Women may have made undeniable progress in the workplace in general and in commercial real estate specifically, but they continue to be kept out of the C-suite, the top management level that contains positions such as CEO and CFO. That’s one of the points Hartman Simons partner Lori E. Kilberg made earlier this week when speaking to the Memphis, Tenn., chapter of the CREW Network.
Kilberg’s presentation was covered in the Memphis Daily News.
“They may be in middle and upper management, people that essentially run the show or do al of the legwork but [they] are not the ones that are maybe making all the global decisions,” Kilberg, who is on the CREW Network Board of Directors and is the immediate past president of the network’s Atlanta chapter, told the Memphis chapter.
Kilberg said companies who fail to promote women are not giving themselves their best shot at success. “Women are generally better educated than their males peers,” she said. “Several studies have found the correlation between significant numbers of women at the top of a company and the success of the company in the marketplace.”
Women need more “sponsors,” i.e., high-rankings executives who will actively tout their achievements and aggressively lobby for their promotions, Kilberg said.

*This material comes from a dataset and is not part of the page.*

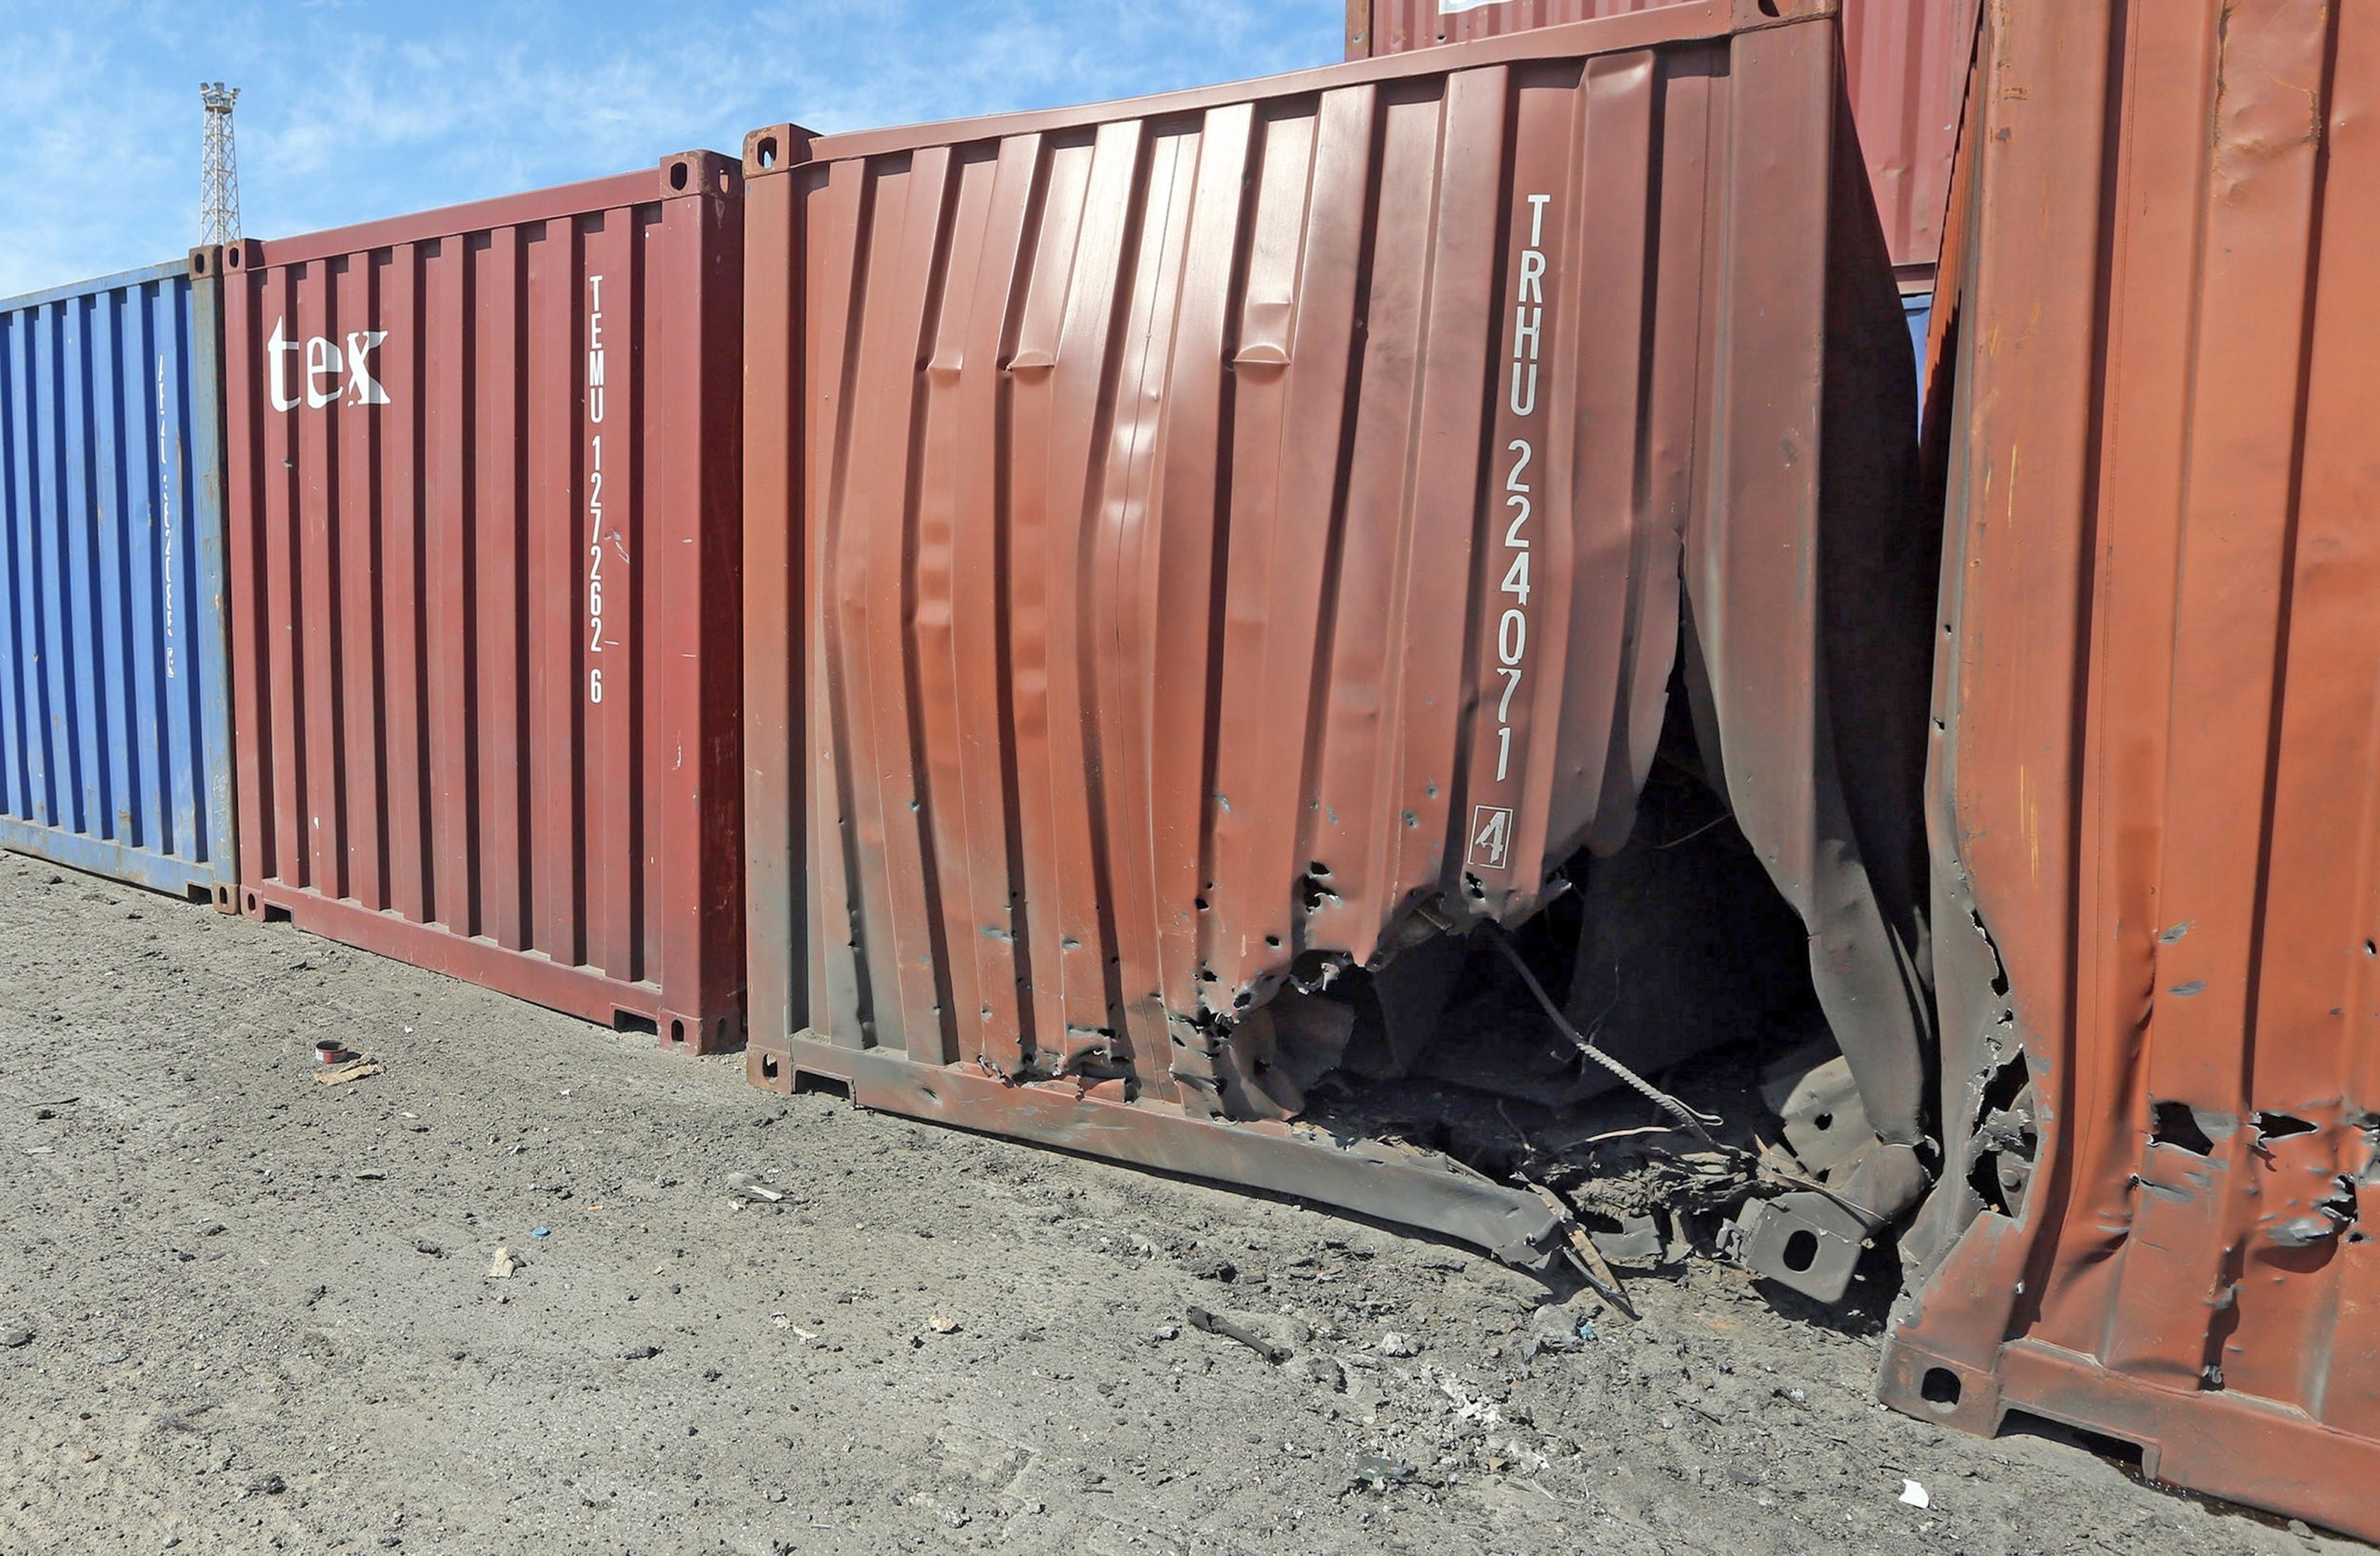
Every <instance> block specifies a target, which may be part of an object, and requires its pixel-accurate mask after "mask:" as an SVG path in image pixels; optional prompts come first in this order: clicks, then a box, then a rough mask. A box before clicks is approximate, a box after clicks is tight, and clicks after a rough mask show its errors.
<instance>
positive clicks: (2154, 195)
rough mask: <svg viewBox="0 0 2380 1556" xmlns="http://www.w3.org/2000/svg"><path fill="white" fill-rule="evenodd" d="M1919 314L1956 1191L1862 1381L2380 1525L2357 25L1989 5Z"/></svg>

Since relatively few women are in the C-suite, more men need to sponsor women for them to be fairly represented at the executive level, she added.
While the workplace is generally friendlier to women than it was decades ago, continued exclusion from the C-suite and the ranks of upper management could begin to drive them away, Kilberg warned.
“They may turn down promotions, seek opportunities outside their firms or leave the corporate world altogether because the factors have convinced them that the odds of getting ahead in their companies are too daunting,” she said.